Hockey is a great game, with great players who give so much back. Guys like Crosby, Kovalev, Lecavalier, Lemieux, well the list just goes on forever. So some marketing minions figure out a way to sell another beer. That is what those guys do, figure out how to get another buck out of your pockets.
Meanwhile, back in the trenches, the class guys are doing what class guys always do, quietly, effectively, and going public only when they need more help to do it. That J.T. ma belle, is why you love hockey.
New
I think it would have been great if they had let us continue to think that Andrei was doing it by himself, and if the next person did it as well - it would have been like passing a torch - not stealing his thunder. And Andrei's english isn't good enough for /him/ to explain that it wasn't his idea, so if the marketers hadn't outed themselves, I'm sure we wouldn't have known.
As for Ice Girls, I like that we don't have them. I like that we don't need them.
Nothing will take the place of the so-called 'Centennial' Season. Habs got their bad karma back in spades. I've never seen more marketing ploys in my life. If I never see another 'barber pole' jersey it won't be soon enough! The trouble is, the Habs are getting too good at it. I walk into the Habs' Zone and it might as well be a place of worship replete with any amount of merchandise to buy so I can display my loyalty on my sleeve. I look around my room and sometimes I do feel like a 'sucker'.
Other teams give the first star player a "custom" team stick to toss into the crowd (only one). I like the pucks. And it's nice to see them go for a skate. So long as they don't bring in the awkward "first star interview" with the Bell Center MC lady like they do in some of the USA rinks...
I disagree with you on this one JT. I think it's a great idea by the marketing dept for a very cost effective impact. What if it was two different Habs that were voted first star (eg. Plek then Price) and each threw the 3 pucks into the crowd, would you feel the same indignation toward the marketers?
Is it only because it was AK and we all wanted to see a change in him that you are up in arms?
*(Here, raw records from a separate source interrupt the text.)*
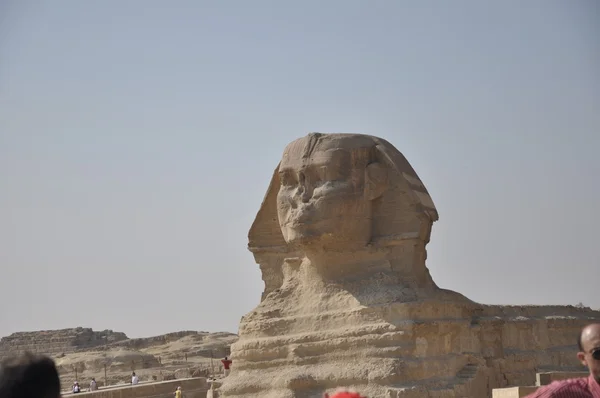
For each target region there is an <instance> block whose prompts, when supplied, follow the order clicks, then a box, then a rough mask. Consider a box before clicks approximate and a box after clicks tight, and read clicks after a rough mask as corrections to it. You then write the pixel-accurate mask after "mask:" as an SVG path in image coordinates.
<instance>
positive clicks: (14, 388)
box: [0, 353, 60, 398]
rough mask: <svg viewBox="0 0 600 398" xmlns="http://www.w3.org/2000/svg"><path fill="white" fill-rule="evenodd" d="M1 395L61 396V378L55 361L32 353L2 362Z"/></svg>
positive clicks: (42, 397) (59, 396)
mask: <svg viewBox="0 0 600 398" xmlns="http://www.w3.org/2000/svg"><path fill="white" fill-rule="evenodd" d="M0 397H2V398H60V378H59V376H58V370H57V369H56V365H55V364H54V361H53V360H52V359H50V358H48V357H45V356H36V355H33V354H30V353H27V354H25V355H22V356H19V357H12V358H9V359H6V360H5V361H4V362H2V364H0Z"/></svg>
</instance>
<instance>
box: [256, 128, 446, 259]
mask: <svg viewBox="0 0 600 398" xmlns="http://www.w3.org/2000/svg"><path fill="white" fill-rule="evenodd" d="M436 220H437V212H436V210H435V206H434V205H433V202H432V201H431V199H430V197H429V195H428V193H427V190H426V189H425V186H424V185H423V184H422V183H421V181H420V180H419V178H418V176H417V174H416V173H415V171H414V170H413V169H412V167H411V166H410V164H409V163H408V161H407V160H406V159H405V158H404V156H402V154H401V153H400V152H398V151H397V150H396V149H395V148H394V147H393V146H392V145H391V144H389V143H388V142H387V141H385V140H383V139H380V138H377V137H373V136H368V135H360V134H319V133H312V134H309V135H308V136H306V137H303V138H300V139H298V140H296V141H294V142H292V143H291V144H289V145H288V146H287V147H286V149H285V150H284V153H283V157H282V160H281V162H280V164H279V165H278V166H277V168H276V169H275V172H274V174H273V178H272V180H271V184H270V186H269V189H268V191H267V194H266V196H265V199H264V201H263V203H262V205H261V209H260V211H259V213H258V215H257V217H256V220H255V221H254V224H253V225H252V228H251V229H250V233H249V240H250V245H249V246H250V248H251V250H252V251H254V252H257V251H260V252H269V251H271V252H273V251H274V252H286V251H291V250H313V251H314V250H335V251H338V252H339V251H348V252H351V251H357V250H361V249H362V248H364V247H366V246H367V245H370V244H377V243H378V242H379V243H382V242H383V243H385V242H387V243H390V242H394V241H397V240H399V239H400V240H403V239H413V238H416V239H421V240H423V241H424V242H427V241H428V240H429V233H430V229H431V225H432V223H433V222H434V221H436Z"/></svg>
Also what if it was another player who was voted first star twice instead of AK, would you have been upset that the marketing dept announced it was a planned innitiative? I think it was the set of circumstances and made us all hope it was their idea because we wanted to believe they were finally the player we all expected him to be.
I think that it would be even more awkward if the marketing team didn't announce it and everyone just appeared to be following in AK's footsteps.